In 1996, about 50 years after the healing revival that started in the 1940s began, Paul Cain prophesied another one. The record of his word was made by a colleague, Rick Joyner, and published on his website:

PROPHECY FROM PAUL CAIN: A healing revival will begin this year.

INTERPRETATION: This is a word that we have heard from a number of different prophetic ministries. Revival implies bringing something back to life. The last true healing revival began in 1948 and had a sweeping world wide impact. Even though the Lord seldom moves in exactly the same way twice, we can expect healing to become a much greater emphasis in the times ahead.[1]

The “interpretation” was by Joyner. It is included because he claimed it was corroborated. The prophecy was a complete failure. There was no healing revival in 1996 and there has been no healing revival since then. No record was found of Paul Cain apologizing or explaining why he failed, nor Joyner doing so on Cain’s behalf.

The prophecy had more weight than many prophecies because it came from Cain, supposedly a prophet, who was called “a high-level prophet” (prophesying with a high degree of accuracy), and because he had himself previously been part of a healing revival.

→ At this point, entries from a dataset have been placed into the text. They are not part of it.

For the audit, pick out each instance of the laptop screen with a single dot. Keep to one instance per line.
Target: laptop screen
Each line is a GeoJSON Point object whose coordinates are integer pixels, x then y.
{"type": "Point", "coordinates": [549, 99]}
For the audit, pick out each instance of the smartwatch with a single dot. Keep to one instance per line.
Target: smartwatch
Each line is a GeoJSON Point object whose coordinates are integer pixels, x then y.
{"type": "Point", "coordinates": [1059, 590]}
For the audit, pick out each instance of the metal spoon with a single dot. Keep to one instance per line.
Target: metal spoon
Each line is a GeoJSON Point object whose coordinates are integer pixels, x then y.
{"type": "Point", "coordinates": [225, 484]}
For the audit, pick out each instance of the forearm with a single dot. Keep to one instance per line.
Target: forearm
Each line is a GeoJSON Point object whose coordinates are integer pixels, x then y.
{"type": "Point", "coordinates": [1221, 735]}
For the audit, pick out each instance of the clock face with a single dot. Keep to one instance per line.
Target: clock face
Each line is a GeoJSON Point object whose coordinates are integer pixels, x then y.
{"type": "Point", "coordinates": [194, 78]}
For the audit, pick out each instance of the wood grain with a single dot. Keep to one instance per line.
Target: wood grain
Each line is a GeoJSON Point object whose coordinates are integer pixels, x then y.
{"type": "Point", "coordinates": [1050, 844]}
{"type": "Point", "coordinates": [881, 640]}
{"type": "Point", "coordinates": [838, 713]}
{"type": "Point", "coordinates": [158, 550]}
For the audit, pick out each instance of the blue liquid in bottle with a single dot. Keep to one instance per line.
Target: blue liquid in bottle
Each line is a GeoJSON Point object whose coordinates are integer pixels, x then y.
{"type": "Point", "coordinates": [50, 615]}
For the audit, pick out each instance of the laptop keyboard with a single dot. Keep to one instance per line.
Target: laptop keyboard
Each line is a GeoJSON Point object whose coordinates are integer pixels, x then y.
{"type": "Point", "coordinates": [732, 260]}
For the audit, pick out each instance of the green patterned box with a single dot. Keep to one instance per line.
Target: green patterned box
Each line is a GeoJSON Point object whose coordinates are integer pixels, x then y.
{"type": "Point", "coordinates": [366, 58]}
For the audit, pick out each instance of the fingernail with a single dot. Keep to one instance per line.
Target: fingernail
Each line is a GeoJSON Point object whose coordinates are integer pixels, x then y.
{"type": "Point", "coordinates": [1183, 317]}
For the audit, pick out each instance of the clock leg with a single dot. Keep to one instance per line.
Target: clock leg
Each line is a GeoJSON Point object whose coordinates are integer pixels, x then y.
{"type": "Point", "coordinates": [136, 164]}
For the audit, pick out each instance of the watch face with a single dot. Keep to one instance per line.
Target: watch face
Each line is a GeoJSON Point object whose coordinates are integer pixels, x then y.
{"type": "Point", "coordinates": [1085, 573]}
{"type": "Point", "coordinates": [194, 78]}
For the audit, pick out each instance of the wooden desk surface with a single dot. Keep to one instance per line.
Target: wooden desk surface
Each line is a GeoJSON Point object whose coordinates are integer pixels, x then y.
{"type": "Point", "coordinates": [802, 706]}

This wasn’t Cain’s first revival prophecy or first false revival prophecy. It is not as well known as his UK revival prophecy around 1990. That also failed to happen the year he prophesied it would and hasn’t happened since, either.

Paul Cain’s history is not fully discussed often and to this day in some circles he is still widely considered to have been infallible. He has another outstanding revival prophecy which had no date on it that people still believe is going to be fulfilled.

It becomes obvious after studying Cain’s life that he was burdened to see revival. This in part undoubtedly was because he had experienced it at the beginning of his life as a minister, but then had nothing for decades. He had probably been not only hoping for revival but also praying for it for decades. Burdens can lead to prophesying from natural frustration or human hope instead of divine inspiration. This could explain Cain giving multiple revival prophecies which failed and lower the probability that any that are left over which lacked specific timing definition were actually inspired.

Cain’s famous unfulfilled stadium revival prophecy would be more credible if he hadn’t already made false revival prophecies for the England Revival of 1990 that never happened and the Healing Revival of 1996 that failed to materialize.

End notes
  1. Rick Joyner, “MorningStar Prophetic Bulletin #17 ,” 1996. [Apr. 26, 2020].